A entrambi i lati del tracciato sono spuntati dei fiori di campo bianchi, viola e gialli, che danno una sfumatura poetica all’inizio di questo segmento. Qualche centinaio di metri più in là, delle piante proiettano ombra sul percorso, poi si prosegue sotto il sole pieno, in mezzo alla campagna. In lontananza si avvistano le case di Alberoro, mentre sullo sfondo, nelle giornate di cielo terso, si scorge nitidamente il borgo di Civitella, arroccato sul suo colle.
Ogni tanto lo sterrato si apre con spacchi che rendono vacillante l’equilibrio in sella. Dei ponticelli di pietra sui fossi si mimetizzano bene nel paesaggio rurale; a destra il Canale Maestro scorre in fondo ad argini che, da verticali, si piegano in una curva dolce nella parte più in basso. Dal lato opposto i campi di varie cromie, dal verde chiaro al giallo paglia, stanno per lasciare posto ai frutteti di Civitella.
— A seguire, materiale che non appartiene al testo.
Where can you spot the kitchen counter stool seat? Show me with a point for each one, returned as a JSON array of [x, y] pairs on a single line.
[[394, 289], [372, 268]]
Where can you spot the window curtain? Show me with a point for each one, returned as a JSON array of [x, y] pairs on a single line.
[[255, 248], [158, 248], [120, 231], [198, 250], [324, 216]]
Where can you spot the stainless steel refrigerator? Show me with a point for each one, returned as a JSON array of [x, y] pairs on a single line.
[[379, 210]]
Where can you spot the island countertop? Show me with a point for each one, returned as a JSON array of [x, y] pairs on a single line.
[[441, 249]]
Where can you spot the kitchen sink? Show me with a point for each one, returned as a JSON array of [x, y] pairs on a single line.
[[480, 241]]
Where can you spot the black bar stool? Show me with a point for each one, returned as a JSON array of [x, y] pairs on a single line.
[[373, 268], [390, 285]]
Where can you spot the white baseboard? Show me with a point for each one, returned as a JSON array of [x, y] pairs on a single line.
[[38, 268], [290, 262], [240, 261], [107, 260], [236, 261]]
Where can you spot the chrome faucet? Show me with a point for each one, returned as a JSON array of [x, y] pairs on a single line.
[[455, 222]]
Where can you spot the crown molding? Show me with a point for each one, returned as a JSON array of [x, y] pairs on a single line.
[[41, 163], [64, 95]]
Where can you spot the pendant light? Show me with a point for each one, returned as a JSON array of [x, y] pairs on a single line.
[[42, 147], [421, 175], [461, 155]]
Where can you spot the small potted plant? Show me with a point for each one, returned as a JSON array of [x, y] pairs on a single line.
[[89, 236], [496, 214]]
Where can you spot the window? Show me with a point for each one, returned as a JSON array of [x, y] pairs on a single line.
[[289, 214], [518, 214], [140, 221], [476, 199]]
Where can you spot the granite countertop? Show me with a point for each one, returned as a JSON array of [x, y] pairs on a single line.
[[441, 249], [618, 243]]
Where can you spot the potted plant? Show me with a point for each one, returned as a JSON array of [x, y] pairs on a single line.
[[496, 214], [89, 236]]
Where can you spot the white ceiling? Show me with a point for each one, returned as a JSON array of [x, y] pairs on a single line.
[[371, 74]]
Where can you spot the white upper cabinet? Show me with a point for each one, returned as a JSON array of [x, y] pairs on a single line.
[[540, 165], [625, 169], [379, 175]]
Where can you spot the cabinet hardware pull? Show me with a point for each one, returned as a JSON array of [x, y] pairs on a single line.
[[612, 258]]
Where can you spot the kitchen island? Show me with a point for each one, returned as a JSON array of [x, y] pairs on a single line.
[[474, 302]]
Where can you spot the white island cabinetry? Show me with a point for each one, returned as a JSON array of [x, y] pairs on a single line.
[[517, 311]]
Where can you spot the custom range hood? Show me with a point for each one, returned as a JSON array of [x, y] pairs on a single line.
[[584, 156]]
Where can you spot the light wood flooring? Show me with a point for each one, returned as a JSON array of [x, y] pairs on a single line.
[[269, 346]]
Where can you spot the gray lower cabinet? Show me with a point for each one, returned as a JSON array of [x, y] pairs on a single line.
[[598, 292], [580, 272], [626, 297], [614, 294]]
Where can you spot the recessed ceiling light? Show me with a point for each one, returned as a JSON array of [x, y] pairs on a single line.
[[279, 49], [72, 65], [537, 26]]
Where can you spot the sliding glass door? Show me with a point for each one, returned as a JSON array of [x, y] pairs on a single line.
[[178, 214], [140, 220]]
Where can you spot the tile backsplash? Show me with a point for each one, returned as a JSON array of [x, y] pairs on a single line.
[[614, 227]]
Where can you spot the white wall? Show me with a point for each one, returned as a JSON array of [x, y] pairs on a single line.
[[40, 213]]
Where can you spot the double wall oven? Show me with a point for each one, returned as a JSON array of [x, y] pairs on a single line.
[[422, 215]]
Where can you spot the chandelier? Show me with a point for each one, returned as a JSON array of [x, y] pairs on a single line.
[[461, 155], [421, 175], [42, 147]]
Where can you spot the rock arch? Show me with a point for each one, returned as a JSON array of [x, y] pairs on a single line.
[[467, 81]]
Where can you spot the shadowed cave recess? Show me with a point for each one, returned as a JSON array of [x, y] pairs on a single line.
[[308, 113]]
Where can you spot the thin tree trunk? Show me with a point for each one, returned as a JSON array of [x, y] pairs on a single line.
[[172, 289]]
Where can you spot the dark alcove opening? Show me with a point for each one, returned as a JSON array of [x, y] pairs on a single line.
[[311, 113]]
All’altezza di un meleto compare di sghembo al sentiero un manufatto di immissione in muratura. Queste strutture, dette anche briglie o serre, furono realizzate nell’Ottocento per attenuare la potenza della corrente dei canali che si immettevano in quello principale, in modo da non creare gorghi. Il pericolo da scongiurare era l’erosione del letto dei corsi artificiali minori. In altre parole, l’acqua doveva scivolare piano, senza intaccare il fondale.
La briglia risalta nel panorama come un elemento affascinante ma intruso. Osservarla fa tornare in mente il Callone di Valiano, nella Valdichiana senese. Come quell’opera, questa serra è la firma dell’uomo sulla bonifica. Dietro il manufatto, in corrispondenza di Rigutino, delle colline elevate si innalzano facendo da cornice alla pianura.
Delle spighe sottili di forasacchi creano una specie di velatura chiara a margine del sentiero. Si pedala sempre dritto sul percorso, con pendenze quasi impercettibili. Soltanto i tonfi dei cannoni spaventapasseri interrompono a cadenza lenta e regolare il silenzio purissimo, a tratti irreale, della natura circostante: a sinistra i meleti, a destra i campi, oltre il Canale Maestro. Come al solito dalla Chiana, color verdastro opaco in questo punto, tutto tace.
Dopo una seconda serra, su un lato, si spalanca una sorta di passerella in terra battuta, una curva in mezzo a un meleto con una casa contadina sullo sfondo. Lucertole velocissime corrono all’impazzata sullo sterrato, vicino alle ruote. Il tempo di una foto mentre un ultraleggero sorvola la zona e si riparte, alla volta del territorio di Civitella in Val di Chiana.
Il percorso ciclopedonale si torce in delle curvette a mezzaluna poco marcate. Intorno al chilometro 52 le chiome di alberi grandi, cresciuti vicino alla Chiana, movimentano le sponde del corso d’acqua. L’ombra pure in questo caso dura un battito di ciglia. Adesso i meleti arretrano un po’ e i campi finiscono prima dell’itinerario, dando luogo a una specie di muretto rialzato.
Dopo uno slalom lievemente più stretto degli altri si incontra una piccola costruzione diroccata, messa in sicurezza con delle impalcature. A circa 200 metri da questo edificio, un cartello blu indica la Sp327. Da lì, tagliando da un meleto, si può raggiungere la strada asfaltata che porta a Tegoleto e Pieve al Toppo.